The ground-breaking data generated by the CPDR team have now led to the discovery of a completely new mechanism of regulation of AR by the NEDD4 binding protein - PMEPA1, which was earlier discovered by this group as a prostate abundant and androgen regulated gene. Dr. Hongyun Li, scientist, CPDR; Dr. Albert Dobi, assistant professor of surgery, USU; and colleagues found that PMEPA1 as a NEDD4 binding protein can induce the degradation of the AR in prostate cancer cells. This data indicates that decreased or loss of expression of PMEPA1, which is associated with two thirds of prostate cancers, may result in elevated AR in tumor cells which in turn may exacerbate increased growth of tumor cells. While other mechanisms of AR turnover are known, the finding of PMEPA1 induced AR turnover is new and quite fascinating. These findings were published in the Journal of Biological Chemistry, Aug. 14, 2008.

There appears to be a tight negative feed-back loop between PMEPA1 and AR. PMEPA1 itself is regulated by the AR, so it is likely that PMEPA1 regulates AR in male hormone dependent cells. Future studies are being address to assess the role of PMEPA1 in maintaining AR levels in the normal prostate as well as in malignant prostate growth.
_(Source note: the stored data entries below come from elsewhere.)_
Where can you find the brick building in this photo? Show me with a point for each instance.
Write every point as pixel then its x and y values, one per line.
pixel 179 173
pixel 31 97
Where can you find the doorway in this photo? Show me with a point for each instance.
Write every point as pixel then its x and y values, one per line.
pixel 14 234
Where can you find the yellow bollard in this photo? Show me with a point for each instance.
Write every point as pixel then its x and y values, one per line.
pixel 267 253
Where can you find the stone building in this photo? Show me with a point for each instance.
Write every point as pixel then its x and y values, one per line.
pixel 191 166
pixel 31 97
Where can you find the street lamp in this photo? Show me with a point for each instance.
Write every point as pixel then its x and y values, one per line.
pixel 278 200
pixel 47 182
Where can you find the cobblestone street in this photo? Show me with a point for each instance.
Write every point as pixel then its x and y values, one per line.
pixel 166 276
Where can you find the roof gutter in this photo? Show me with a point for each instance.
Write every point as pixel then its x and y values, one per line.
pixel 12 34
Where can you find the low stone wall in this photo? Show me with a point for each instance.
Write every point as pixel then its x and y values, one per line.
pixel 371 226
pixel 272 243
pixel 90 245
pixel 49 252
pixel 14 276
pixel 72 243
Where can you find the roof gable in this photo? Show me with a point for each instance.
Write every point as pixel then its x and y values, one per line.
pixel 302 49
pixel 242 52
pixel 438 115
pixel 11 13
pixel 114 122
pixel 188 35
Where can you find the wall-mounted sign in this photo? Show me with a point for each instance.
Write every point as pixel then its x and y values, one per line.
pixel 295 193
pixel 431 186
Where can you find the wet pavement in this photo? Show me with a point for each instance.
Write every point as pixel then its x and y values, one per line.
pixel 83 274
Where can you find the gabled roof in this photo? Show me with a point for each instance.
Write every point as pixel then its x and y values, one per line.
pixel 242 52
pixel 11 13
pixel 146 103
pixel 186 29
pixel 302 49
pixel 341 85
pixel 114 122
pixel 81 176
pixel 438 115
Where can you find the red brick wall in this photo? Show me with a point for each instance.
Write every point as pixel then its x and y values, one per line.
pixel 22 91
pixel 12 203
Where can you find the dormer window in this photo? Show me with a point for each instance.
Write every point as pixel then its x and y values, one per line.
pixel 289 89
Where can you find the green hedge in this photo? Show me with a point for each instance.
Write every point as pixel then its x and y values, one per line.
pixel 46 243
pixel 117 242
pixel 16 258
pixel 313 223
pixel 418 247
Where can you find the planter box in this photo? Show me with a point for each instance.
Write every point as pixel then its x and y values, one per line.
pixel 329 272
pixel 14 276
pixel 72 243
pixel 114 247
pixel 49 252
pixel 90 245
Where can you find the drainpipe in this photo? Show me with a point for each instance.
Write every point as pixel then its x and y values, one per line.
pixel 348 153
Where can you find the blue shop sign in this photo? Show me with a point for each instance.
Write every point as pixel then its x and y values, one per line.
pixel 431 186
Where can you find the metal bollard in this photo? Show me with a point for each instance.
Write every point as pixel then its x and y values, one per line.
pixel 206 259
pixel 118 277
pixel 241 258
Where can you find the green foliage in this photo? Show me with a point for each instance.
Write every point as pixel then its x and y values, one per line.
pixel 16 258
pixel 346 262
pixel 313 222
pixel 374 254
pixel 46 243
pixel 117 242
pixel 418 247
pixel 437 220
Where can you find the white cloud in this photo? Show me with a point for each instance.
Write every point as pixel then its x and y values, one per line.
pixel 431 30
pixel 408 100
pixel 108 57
The CPDR mission is fulfilled primarily through its three principal programs – the Clinical Research Center, the Basic Science Research Program and the National Multicenter Prostate Cancer Database– and through a robust education and training program that operates out of its Headquarters location, the Clinical Research Center, and the original laboratories at USUHS. CPDR is also committed to patient outreach, primarily through its affiliation with the WRAMC US TOO! organization and through a heavy schedule of health fairs in which it participates.